To Till, or Not to Till ......

Oh, those seductive power tools — used properly, they eliminate a tremendous amount of labor and save precious time. Take the Rototiller, which has seduced many a gardener with its ability to create a finely worked seed bed. But recently it's been receiving bad reviews for performing the task for which it was designed: to pulverize and turn over the soil. What's wrong with this?

The answer is as complex as, well, soil. Soil is made of 50 percent minerals and 50 percent air and water. When garden soil is tilled, the pathways made by roots and soil insects, such as worms, are destroyed. But these pathways create the space air and water occupy. Without those spaces the soil structure compacts, leaving a heavy, lifeless mass impenetrable by all but the most vigorous plant life — colonizing weeds. Instead of thriving, desirable garden plants struggle.

Till-less garden tips

Here are a few ideas to help eliminate tilling.

• Avoid using a Rototiller unless you're preparing a new garden area from a parcel of sod.

• Garden in raised beds, or at least avoid walking on the soil to avoid compaction.

• Use mulch to control weeds.

• Obtain, or make your own, real compost and incorporate it no deeper than two inches into your soil. The worms will do the rest.

• Use organic fertilizers. Synthetics do not promote good soil structure and have been shown to be less than friendly to beneficial soil organisms. Used over time, they will acidify soil to an unhealthy degree.

How did we get here? In the days of Thomas Jefferson, it was believed that plants actually fed directly upon dirt. Agronomists allied themselves with an English country lawyer named Jethro Tull who espoused the belief that the finer you made your soil, the easier it was for plants to eat it. He should have been named Jethro Till. America fell in love with the practice of grinding the soil into as small a particle size as possible. Unfortunately, that practice also destroyed, dislocated and chopped up small invertebrate animals (such as insects, worms and spiders) and bacteria, and destroyed aeration and drainage. We had such fertile soil to start with that it took a while for it to exhaust. When it did, science introduced synthetic fertilizers and productivity again blossomed — unfortunately for the short term.

In the last 20 years, science has revealed that microscopic bacteria and fungi combine with plant roots to make nutrients available to plants. This symbiotic relationship is what improves the structure, or tilth, of the soil.

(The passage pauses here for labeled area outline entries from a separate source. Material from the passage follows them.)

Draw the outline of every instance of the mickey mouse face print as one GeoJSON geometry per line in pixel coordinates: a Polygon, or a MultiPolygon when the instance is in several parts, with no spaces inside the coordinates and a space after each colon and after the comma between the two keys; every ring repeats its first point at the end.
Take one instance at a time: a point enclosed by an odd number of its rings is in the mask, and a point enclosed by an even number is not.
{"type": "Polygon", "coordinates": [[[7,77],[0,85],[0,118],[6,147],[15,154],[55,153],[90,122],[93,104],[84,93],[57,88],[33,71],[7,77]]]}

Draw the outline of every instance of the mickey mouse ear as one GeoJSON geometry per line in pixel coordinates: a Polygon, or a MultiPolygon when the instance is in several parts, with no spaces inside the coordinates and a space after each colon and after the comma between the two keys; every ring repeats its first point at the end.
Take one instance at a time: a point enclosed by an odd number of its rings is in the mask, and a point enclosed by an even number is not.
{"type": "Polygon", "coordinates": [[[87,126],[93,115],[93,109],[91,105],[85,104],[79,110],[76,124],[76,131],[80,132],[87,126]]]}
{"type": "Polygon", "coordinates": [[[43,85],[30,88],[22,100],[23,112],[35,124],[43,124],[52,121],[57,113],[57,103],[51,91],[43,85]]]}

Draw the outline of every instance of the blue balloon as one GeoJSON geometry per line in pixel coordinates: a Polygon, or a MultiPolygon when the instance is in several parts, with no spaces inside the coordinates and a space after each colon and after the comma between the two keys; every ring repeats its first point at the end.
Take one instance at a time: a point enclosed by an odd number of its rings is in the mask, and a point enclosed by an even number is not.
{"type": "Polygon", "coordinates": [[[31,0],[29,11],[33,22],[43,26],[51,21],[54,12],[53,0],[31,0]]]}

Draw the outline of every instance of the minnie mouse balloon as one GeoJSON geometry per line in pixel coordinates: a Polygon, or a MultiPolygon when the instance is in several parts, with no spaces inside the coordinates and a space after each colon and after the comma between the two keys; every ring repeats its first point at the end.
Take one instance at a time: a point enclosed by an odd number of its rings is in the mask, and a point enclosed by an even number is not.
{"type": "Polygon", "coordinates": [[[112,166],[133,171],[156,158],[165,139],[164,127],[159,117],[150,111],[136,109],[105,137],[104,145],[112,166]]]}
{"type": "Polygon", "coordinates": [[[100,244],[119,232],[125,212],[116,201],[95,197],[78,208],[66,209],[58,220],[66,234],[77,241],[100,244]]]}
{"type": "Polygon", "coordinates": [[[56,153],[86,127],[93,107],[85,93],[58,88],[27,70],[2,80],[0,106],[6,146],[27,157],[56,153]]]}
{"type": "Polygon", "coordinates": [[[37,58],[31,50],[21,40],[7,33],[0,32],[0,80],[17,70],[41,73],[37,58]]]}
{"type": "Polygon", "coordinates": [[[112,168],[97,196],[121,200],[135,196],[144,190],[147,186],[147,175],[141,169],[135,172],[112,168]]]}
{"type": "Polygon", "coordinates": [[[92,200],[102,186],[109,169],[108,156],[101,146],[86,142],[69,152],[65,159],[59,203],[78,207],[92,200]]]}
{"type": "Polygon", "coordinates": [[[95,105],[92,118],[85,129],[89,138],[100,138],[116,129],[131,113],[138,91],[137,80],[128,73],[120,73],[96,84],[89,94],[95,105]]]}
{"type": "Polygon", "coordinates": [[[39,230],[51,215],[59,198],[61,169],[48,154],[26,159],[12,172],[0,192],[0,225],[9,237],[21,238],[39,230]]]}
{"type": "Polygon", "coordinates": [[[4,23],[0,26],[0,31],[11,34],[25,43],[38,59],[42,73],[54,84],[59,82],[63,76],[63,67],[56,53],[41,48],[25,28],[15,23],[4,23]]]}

Freshly rototilled soil might look light and fluffy. However, unless you are adding copious amounts of organic matter (the only justification for tilling mechanically) it will soon return to its former compacted state, only worse! Many people use a rotary tiller to control weeds, but tilling brings dormant weed seeds to the surface and exposes them to light. This is all many seeds need to begin germinating. So the solution creates more problems than it solves. Add to this the fuel and pollution produced by the machines and the case against rototilling grows.

It can be daunting to change long-held gardening habits but, in this case, it will be worth the effort. Using soil-friendly methods, you'll soon reap the rewards of better soil structure without having to grapple with a smelly, heavy and costly machine.

Oh, by the way, anybody want to buy a slightly used rotary tiller, cheap?